Now, it's tempting to just use the proton's charge density and scale up the radius with that $R^5$ proportionality. The trouble is, a normal proton doesn't have a definite size in the same sense that a soccer ball has a definite size. We can try to characterize it by what we call a charge radius, a quantity which is important in scattering experiments. We reach the charge radius by setting the electrostatic self-energy of a sphere with the proton's charge equal to the proton mass: $$\frac{3ke^2}{5r_c}=mc^2$$ Let's say we want to define some sort of charge density $\rho_e$ for the proton, and have our supersized proton have the same charge density. Measurements show that $r_c\approx0.84\times10^{-15}\;\text{m}$, so if we multiply the proton's charge density by a factor of $(R/r_c)^5$, I get a self-energy value of roughly $U\sim6\times10^{57}\;\text{J}$, which is about 12 or 13 orders of magnitude greater than the energy released in a typical supernova. It corresponds to the mass-energy of about $\sim10^{10}M_{\odot}$, or about 1% of the Milky Way.

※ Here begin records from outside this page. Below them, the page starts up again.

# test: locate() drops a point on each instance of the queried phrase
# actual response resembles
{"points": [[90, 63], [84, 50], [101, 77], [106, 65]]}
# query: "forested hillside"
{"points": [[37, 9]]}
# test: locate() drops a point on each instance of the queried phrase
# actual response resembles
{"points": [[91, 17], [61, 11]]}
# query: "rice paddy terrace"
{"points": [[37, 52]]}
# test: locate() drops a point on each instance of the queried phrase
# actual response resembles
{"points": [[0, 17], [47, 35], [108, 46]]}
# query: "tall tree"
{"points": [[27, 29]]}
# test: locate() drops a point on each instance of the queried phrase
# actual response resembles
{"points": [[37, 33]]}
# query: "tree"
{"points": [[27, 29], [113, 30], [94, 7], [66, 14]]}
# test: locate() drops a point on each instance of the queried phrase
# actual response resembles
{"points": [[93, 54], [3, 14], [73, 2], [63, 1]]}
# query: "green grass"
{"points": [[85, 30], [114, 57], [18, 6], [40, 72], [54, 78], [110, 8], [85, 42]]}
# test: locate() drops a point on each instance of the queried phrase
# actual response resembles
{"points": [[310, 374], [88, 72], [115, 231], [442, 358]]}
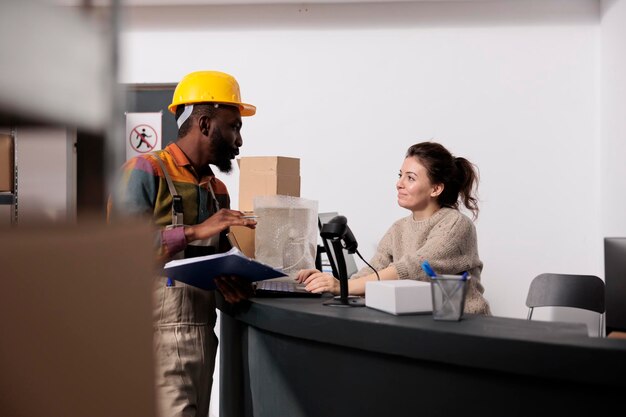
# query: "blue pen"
{"points": [[428, 269]]}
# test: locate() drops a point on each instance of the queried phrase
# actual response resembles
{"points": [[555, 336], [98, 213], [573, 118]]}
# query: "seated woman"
{"points": [[431, 184]]}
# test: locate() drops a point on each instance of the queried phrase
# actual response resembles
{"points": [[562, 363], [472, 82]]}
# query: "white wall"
{"points": [[613, 167], [513, 86]]}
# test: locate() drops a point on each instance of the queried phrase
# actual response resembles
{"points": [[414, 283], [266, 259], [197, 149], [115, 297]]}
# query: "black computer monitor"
{"points": [[351, 267], [615, 282]]}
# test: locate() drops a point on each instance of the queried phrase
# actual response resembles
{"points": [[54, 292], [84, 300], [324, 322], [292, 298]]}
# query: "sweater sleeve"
{"points": [[449, 247], [382, 258]]}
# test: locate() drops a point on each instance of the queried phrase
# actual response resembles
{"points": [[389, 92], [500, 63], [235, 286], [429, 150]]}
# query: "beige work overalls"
{"points": [[184, 340]]}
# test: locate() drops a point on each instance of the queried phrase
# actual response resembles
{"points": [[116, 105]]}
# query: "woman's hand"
{"points": [[318, 282]]}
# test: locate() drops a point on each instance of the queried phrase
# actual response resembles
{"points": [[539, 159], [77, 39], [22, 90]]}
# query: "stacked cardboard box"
{"points": [[6, 163], [264, 175]]}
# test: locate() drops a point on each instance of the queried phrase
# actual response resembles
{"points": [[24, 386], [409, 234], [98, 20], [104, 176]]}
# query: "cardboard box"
{"points": [[263, 175], [6, 163], [77, 309], [267, 175]]}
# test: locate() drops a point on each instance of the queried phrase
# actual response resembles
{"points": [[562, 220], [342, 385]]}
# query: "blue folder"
{"points": [[202, 270]]}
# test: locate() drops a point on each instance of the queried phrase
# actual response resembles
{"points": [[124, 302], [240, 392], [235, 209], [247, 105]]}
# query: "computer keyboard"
{"points": [[281, 289]]}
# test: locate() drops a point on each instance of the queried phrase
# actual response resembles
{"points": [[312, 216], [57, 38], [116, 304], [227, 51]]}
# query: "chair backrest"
{"points": [[567, 290]]}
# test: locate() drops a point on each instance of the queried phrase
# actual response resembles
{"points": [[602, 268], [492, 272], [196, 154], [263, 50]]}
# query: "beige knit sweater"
{"points": [[447, 240]]}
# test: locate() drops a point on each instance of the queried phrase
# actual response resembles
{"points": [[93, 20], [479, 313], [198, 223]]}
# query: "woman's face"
{"points": [[415, 191]]}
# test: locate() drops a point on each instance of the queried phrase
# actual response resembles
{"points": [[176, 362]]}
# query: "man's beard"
{"points": [[224, 152]]}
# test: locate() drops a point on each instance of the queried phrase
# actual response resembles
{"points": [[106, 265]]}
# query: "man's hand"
{"points": [[217, 223], [233, 288]]}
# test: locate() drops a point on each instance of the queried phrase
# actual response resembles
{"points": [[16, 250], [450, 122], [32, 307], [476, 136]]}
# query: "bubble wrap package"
{"points": [[286, 233]]}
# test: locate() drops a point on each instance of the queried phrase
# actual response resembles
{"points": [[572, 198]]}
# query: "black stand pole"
{"points": [[343, 300]]}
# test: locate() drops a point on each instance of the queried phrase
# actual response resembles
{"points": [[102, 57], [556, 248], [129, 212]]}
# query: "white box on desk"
{"points": [[399, 296]]}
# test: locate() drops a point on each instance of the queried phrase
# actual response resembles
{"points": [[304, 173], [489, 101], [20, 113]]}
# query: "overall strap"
{"points": [[177, 200]]}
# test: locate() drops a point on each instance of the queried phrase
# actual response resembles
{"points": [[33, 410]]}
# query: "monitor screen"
{"points": [[615, 281]]}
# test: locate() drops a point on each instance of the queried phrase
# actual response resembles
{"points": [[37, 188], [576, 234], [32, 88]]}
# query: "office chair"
{"points": [[567, 290]]}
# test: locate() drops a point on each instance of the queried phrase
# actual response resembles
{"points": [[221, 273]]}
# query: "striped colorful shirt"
{"points": [[143, 191]]}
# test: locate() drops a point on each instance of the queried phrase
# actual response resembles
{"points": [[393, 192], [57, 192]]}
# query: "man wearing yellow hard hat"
{"points": [[177, 188]]}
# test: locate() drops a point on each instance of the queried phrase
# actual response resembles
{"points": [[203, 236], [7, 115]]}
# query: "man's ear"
{"points": [[204, 123], [437, 190]]}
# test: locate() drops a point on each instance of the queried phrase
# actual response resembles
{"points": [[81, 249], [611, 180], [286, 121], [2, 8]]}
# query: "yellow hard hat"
{"points": [[209, 87]]}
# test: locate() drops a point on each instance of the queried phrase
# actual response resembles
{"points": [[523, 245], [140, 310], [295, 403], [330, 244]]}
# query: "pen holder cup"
{"points": [[448, 294]]}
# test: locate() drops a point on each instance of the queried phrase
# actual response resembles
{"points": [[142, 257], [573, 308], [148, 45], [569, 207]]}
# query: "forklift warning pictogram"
{"points": [[143, 138]]}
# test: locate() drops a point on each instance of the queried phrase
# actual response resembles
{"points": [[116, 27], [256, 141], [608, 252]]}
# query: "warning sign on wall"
{"points": [[143, 133]]}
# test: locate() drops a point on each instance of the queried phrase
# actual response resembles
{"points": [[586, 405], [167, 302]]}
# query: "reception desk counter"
{"points": [[295, 357]]}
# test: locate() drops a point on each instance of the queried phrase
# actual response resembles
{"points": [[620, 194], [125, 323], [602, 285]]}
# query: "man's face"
{"points": [[225, 137]]}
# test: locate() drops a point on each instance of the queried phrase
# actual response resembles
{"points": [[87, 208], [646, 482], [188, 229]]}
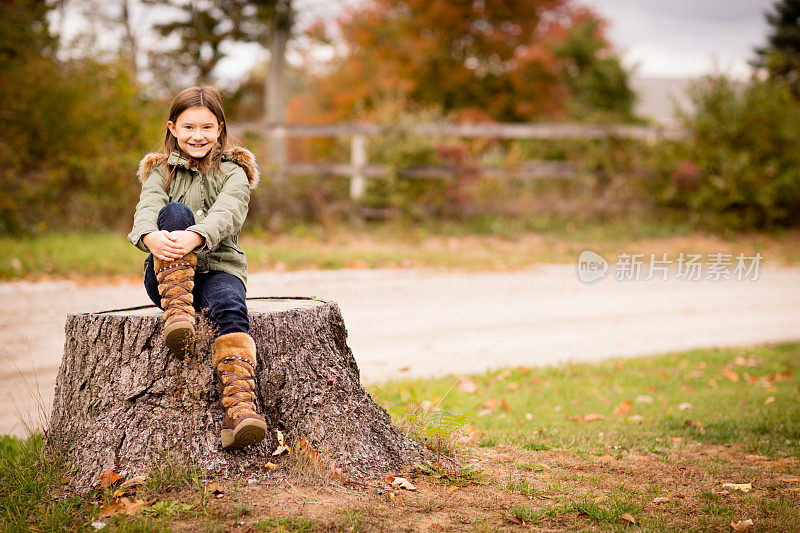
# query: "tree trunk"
{"points": [[123, 401]]}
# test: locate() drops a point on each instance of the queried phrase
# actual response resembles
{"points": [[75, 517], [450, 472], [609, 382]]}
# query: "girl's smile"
{"points": [[196, 130]]}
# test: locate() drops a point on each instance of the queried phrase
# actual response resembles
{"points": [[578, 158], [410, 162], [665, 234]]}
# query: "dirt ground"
{"points": [[426, 322], [677, 491]]}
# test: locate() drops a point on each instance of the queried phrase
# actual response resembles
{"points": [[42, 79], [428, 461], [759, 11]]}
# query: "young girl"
{"points": [[192, 205]]}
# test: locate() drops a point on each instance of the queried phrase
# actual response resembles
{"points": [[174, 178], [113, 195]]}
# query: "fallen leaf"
{"points": [[696, 424], [744, 487], [588, 418], [214, 488], [467, 385], [400, 482], [135, 480], [490, 403], [124, 506], [634, 457], [108, 478], [623, 408], [743, 526], [280, 449], [730, 374]]}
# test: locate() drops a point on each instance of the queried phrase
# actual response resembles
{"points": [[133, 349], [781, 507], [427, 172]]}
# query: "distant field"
{"points": [[109, 256]]}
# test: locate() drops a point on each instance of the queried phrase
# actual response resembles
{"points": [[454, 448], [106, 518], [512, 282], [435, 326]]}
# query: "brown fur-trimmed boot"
{"points": [[175, 285], [234, 364]]}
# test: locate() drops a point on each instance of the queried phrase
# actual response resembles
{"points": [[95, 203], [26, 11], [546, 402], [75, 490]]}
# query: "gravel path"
{"points": [[428, 323]]}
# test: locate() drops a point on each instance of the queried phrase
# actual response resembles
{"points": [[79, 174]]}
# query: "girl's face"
{"points": [[197, 130]]}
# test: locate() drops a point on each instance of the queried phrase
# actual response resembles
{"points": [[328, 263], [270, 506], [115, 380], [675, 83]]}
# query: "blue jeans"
{"points": [[219, 294]]}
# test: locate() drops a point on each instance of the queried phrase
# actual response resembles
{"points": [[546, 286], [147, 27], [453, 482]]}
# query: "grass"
{"points": [[630, 404], [487, 245], [556, 469]]}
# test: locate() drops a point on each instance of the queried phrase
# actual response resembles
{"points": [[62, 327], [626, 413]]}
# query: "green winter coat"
{"points": [[218, 201]]}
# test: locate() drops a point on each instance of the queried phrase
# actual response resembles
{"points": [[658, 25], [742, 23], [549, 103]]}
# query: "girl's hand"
{"points": [[163, 245]]}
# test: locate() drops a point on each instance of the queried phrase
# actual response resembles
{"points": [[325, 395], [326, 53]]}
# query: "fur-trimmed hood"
{"points": [[238, 154]]}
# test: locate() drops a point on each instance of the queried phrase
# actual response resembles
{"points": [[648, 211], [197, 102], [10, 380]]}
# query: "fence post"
{"points": [[358, 160]]}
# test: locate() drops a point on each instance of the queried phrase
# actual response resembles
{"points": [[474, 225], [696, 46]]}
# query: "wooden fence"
{"points": [[359, 169]]}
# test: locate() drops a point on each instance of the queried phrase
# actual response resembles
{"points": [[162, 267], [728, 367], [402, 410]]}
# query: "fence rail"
{"points": [[359, 168]]}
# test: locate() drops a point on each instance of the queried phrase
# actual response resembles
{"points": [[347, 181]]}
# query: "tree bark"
{"points": [[123, 401]]}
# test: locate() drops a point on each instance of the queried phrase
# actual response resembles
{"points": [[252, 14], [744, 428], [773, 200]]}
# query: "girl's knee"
{"points": [[175, 216]]}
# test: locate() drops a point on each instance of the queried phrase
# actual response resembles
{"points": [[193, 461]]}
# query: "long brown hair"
{"points": [[198, 96]]}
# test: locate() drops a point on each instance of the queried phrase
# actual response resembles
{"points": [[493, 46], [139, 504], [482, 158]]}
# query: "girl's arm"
{"points": [[152, 198], [226, 216]]}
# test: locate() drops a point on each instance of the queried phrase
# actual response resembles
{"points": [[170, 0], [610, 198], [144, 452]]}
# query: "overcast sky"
{"points": [[685, 38], [662, 38]]}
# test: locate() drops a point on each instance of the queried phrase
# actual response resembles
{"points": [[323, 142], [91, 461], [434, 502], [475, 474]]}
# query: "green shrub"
{"points": [[740, 168]]}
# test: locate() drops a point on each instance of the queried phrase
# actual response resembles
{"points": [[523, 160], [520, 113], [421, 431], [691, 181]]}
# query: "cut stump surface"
{"points": [[123, 402]]}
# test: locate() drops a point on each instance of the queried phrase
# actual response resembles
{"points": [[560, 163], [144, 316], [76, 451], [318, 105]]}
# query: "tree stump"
{"points": [[122, 400]]}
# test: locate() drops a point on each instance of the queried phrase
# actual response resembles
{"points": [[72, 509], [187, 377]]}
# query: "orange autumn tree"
{"points": [[502, 60]]}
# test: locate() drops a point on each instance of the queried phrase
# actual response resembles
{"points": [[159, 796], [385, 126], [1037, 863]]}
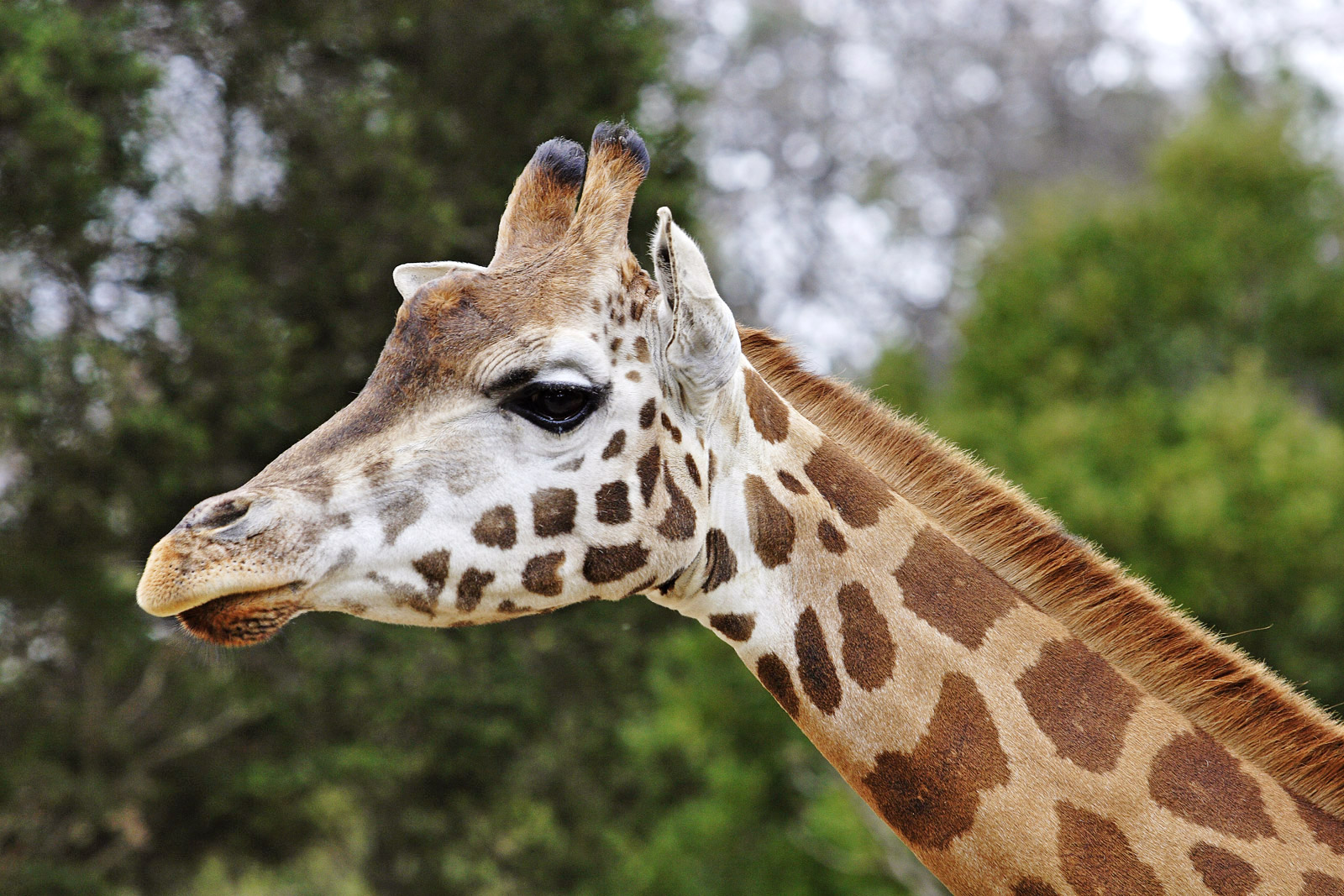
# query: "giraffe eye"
{"points": [[555, 407]]}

It turns out that when you pack an energy equivalent to 1% of the Milky Way into a FIFA regulation-sized soccer ball, it becomes dense enough that the escape velocity at its surface is substantially higher than the speed of light. In other words, your charged "proton" would turn into a black hole.

Such an object would not make a good soccer ball.

Realistically, this sort of supersized proton will not have the same charge density as a proton. I don't think the strong nuclear force would be able to bind it together; if you tried, electrostatic forces would easily resist you once you packed enough protons worth of charge together. We already see this sort of effect resist efforts to make heavier and heavier nuclei in atoms; it would be even worse on larger scales.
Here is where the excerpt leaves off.